I quickly realized why I have never been very fond of the title Test Coach. It doesn’t fully reflect what I do or who I am. I am a subject matter expert in testing trying to help an organization, a team or an individual to improve their testing by guiding them and showing what to do, how they can do it and why.

“I am a subject matter expert in testing trying to help an organization, a team or an individual to improve their testing by guiding them and showing what to do, how they can do it and why.”

But I am also a Decision Maker, a Teacher, an Inspirer and a Mentor (for those who choose me to mentor them). I shift a lot in between all of these. One role I have never used at work is the Coach. However I often apply a coaching approach. This is an approach where I ask questions, where I use my curiosity to understand where the team or individual is right now and where I display my courage to challenge and ask “uncomfortable” questions. Focusing on what works and what moves us forward is also part of what I apply in my daily job whether my title is Project Manager, Test Coach or Scrum Master.

The only time I have been the Coach and only a coach is when I am a professional Coach in an agreement with a client.
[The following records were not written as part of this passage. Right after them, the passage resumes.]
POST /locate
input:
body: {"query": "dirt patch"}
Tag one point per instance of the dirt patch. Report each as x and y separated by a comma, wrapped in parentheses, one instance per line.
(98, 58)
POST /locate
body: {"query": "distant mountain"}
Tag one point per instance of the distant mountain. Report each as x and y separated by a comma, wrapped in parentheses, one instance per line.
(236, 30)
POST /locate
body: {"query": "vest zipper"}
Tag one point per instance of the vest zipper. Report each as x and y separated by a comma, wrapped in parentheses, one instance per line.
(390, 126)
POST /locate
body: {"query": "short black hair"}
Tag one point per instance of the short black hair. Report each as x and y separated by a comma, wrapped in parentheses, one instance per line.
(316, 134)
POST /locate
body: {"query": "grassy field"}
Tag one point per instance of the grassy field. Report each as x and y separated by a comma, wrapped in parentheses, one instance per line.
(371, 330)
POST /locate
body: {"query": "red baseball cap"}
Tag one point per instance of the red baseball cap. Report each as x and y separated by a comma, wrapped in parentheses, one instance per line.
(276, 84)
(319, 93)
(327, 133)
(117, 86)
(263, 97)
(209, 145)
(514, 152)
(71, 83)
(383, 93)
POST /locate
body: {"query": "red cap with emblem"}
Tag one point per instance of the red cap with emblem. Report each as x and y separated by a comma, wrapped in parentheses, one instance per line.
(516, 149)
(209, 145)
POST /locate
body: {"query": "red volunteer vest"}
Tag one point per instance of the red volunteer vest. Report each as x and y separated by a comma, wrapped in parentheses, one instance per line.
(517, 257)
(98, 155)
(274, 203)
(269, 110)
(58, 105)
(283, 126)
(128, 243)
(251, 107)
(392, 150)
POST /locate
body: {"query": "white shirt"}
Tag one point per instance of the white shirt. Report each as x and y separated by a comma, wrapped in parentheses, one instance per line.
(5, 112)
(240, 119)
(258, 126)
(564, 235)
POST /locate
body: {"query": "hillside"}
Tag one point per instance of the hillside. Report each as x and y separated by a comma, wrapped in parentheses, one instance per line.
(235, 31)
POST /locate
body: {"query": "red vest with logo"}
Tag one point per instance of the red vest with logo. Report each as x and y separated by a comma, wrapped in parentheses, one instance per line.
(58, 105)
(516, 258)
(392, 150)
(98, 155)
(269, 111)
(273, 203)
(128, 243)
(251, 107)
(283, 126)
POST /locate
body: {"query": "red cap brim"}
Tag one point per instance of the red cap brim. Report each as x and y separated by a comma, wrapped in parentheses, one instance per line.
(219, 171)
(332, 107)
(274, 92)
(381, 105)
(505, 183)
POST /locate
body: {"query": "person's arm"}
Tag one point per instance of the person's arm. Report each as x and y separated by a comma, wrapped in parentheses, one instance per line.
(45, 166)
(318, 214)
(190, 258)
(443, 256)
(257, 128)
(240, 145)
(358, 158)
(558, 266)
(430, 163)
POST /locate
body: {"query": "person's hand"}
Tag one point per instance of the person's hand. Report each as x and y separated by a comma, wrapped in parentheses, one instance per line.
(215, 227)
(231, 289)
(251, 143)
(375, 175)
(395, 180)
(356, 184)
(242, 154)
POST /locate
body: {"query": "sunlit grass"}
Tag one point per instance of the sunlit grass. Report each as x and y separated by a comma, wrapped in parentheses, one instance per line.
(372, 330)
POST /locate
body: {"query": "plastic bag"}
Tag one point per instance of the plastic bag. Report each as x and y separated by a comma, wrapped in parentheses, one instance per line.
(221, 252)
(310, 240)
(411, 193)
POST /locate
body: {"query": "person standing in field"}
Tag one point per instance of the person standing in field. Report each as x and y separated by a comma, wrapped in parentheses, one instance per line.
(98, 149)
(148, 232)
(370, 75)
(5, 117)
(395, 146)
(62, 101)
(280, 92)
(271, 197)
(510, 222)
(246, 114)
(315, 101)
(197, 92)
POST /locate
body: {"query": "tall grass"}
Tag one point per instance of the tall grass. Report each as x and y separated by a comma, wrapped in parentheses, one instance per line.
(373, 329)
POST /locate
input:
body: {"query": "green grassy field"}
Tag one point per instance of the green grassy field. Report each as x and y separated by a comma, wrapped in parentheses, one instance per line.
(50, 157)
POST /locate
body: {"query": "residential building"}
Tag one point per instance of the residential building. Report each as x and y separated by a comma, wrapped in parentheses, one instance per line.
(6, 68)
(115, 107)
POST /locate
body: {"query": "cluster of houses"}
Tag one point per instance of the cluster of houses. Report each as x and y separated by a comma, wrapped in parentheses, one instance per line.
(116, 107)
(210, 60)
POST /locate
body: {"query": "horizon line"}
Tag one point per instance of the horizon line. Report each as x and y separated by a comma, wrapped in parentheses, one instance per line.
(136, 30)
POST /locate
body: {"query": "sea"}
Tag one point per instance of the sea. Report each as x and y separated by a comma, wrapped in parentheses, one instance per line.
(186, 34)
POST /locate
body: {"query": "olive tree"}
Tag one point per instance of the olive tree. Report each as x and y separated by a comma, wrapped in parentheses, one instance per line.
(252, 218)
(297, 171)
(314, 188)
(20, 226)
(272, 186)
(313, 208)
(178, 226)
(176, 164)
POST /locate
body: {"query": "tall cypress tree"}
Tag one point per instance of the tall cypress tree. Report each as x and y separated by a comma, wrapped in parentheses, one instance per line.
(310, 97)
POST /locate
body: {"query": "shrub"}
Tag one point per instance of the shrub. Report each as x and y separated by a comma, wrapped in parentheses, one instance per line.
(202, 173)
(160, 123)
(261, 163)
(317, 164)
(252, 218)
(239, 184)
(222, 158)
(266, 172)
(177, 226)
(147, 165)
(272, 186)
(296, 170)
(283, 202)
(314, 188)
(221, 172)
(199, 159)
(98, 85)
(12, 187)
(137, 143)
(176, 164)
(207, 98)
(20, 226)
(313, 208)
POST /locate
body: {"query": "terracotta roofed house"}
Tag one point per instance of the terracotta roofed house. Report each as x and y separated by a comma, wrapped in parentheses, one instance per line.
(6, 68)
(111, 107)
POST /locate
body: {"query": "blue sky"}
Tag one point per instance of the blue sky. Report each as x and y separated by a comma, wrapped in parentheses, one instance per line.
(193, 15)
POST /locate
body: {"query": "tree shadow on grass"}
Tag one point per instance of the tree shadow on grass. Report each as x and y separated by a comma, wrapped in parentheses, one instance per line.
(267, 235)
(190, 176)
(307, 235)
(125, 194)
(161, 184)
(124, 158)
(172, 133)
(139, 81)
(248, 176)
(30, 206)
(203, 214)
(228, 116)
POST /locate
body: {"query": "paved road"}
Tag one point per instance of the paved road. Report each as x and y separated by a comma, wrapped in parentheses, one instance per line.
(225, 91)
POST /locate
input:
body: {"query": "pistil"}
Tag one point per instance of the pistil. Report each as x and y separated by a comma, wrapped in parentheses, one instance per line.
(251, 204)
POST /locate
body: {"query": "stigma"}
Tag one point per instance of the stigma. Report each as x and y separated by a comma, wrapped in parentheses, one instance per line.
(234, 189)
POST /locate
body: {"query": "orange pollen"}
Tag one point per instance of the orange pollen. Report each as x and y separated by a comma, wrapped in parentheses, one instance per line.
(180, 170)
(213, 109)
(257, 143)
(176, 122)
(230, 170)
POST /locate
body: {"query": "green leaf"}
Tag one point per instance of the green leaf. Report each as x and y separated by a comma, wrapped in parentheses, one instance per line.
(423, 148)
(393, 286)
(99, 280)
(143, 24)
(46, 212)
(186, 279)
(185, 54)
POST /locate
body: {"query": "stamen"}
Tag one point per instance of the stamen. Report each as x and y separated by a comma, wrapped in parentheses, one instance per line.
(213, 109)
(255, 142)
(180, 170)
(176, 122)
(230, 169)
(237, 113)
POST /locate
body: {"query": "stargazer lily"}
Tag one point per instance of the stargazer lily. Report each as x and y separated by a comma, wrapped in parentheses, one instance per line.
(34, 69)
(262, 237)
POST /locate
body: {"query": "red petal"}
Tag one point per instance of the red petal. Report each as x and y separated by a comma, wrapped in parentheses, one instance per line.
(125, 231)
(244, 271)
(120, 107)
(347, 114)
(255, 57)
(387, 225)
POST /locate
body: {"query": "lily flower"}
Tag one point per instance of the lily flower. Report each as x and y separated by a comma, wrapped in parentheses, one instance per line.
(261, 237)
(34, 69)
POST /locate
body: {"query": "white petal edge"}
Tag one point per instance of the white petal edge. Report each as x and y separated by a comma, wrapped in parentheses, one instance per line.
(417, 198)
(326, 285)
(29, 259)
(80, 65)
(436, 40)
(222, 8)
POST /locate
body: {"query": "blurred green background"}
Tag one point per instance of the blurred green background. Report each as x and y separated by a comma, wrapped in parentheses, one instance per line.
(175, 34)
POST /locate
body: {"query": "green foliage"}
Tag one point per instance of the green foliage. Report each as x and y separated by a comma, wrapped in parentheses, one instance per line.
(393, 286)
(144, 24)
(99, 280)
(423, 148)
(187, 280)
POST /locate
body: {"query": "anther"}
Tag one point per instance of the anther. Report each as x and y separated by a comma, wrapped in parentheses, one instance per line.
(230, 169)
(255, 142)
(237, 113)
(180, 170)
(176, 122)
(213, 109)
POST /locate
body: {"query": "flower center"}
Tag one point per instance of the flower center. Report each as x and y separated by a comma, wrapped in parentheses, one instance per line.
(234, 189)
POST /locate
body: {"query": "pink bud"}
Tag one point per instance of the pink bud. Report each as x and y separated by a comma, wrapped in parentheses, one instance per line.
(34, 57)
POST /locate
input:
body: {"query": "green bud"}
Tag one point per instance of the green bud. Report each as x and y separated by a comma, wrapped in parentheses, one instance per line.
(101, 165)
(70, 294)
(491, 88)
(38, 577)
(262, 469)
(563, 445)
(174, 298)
Coaching in software testing

I recently had a short assignment where I was asked to coach a tester. She needed someone to talk to regarding her own journey where she was leading a change in her organization. In the beginning I found myself struggling with who to be. Biased by my recent experiences as a Professional Coach I started off in that role but quickly understood that my client needed something different. The focus was more related to guidance around the change she was implementing at work rather than her own journey. Sometimes it was hard to separate her own growth from the approach to testing that she was implementing.

Something that is very important is the agreement that you come up with before starting the sessions. The purpose of that agreement is to build trust and set expectations. Though this situation was a bit new for both myself and my client we decided to keep an open dialogue along the way to make sure she got value from our sessions.

My learning experience here is that it is not as black and white. What title you carry is not as important as the approach you choose.

“What title you carry is not as important as the approach you choose.”

During these sessions I used a coaching approach – actively listening, asking questions, driving my client to find her own solutions based on where she and her team are right now. In the cases where she wanted me to share my experience and thoughts, I did that as well.

What are your thoughts regarding coaches in Software Development/Testing?